Scherma Maria, Muntoni Anna Lisa, Melis Miriam, Fattore Liana, Fadda Paola, Fratta Walter, Pistis Marco
Department of Biomedical Sciences, Division of Neuroscience and Clinical Pharmacology, University of Cagliari, Cittadella Universitaria, Monserrato (CA), 09042, Italy.
Neuroscience Institute, section of Cagliari, National Research Council, Cagliari, Italy.
Psychopharmacology (Berl). 2016 May;233(10):1765-77. doi: 10.1007/s00213-015-4196-3. Epub 2016 Jan 4.
Several lines of evidence suggest that endocannabinoid and nicotinic cholinergic systems are implicated in the regulation of different physiological processes, including reward, and in the neuropathological mechanisms of psychiatric diseases, such as addiction. A crosstalk between these two systems is substantiated by the overlapping distribution of cannabinoid and nicotinic acetylcholine receptors in many brain structures.
We will review recent preclinical data showing how the endocannabinoid and nicotinic cholinergic systems interact bidirectionally at the level of the brain reward pathways, and how this interaction plays a key role in modulating nicotine and cannabinoid intake and dependence.
Many behavioral and neurochemical effects of nicotine that are related to its addictive potential are reduced by pharmacological blockade or genetic deletion of type-1 cannabinoid receptors, inhibition of endocannabinoid uptake or metabolic degradation, and activation of peroxisome proliferator-activated-receptor-α. On the other hand, cholinergic antagonists at α7 nicotinic acetylcholine receptors as well as endogenous negative allosteric modulators of these receptors are effective in blocking dependence-related effects of cannabinoids.

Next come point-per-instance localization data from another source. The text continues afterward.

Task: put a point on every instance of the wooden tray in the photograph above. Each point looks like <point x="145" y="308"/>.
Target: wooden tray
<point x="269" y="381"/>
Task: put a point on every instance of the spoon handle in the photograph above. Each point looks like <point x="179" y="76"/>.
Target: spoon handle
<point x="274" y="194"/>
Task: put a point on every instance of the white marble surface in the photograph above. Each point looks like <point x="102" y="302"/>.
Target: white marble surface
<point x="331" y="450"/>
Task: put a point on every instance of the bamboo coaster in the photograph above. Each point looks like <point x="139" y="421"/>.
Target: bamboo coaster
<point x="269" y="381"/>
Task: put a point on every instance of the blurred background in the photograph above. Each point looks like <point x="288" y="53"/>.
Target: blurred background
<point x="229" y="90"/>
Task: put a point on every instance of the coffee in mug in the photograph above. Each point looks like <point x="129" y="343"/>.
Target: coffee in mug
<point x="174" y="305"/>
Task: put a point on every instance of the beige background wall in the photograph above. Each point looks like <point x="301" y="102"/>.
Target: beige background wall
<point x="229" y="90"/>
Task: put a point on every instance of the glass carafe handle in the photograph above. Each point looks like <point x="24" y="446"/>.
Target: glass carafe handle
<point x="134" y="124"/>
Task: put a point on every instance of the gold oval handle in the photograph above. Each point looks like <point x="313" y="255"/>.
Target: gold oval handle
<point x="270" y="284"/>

Pharmacological manipulation of the endocannabinoid system and endocannabinoid-like neuromodulators shows promise in the treatment of nicotine dependence and in relapse prevention. Likewise, drugs acting at nicotinic acetylcholine receptors might prove useful in the therapy of cannabinoid dependence. Research by Steven R. Goldberg has significantly contributed to the progress in this research field.
多项证据表明,内源性大麻素系统和烟碱型胆碱能系统参与调控包括奖赏在内的多种生理过程,以及成瘾等精神疾病的神经病理机制。大麻素受体和烟碱型乙酰胆碱受体在许多脑结构中的分布重叠,证实了这两个系统之间存在相互作用。
我们将综述近期临床前数据,这些数据展示了内源性大麻素系统和烟碱型胆碱能系统如何在脑奖赏通路水平上双向相互作用,以及这种相互作用如何在调节尼古丁和大麻素的摄入及依赖方面发挥关键作用。
通过对1型大麻素受体进行药理阻断或基因敲除、抑制内源性大麻素摄取或代谢降解以及激活过氧化物酶体增殖物激活受体-α,可降低尼古丁许多与其成瘾潜力相关的行为和神经化学效应。另一方面,α7烟碱型乙酰胆碱受体的胆碱能拮抗剂以及这些受体的内源性负变构调节剂可有效阻断大麻素的依赖相关效应。
对内源性大麻素系统和类内源性大麻素神经调节剂进行药理操作,在治疗尼古丁依赖和预防复发方面显示出前景。同样,作用于烟碱型乙酰胆碱受体的药物可能对大麻素依赖治疗有用。史蒂文·R·戈德堡的研究对该研究领域的进展做出了重大贡献。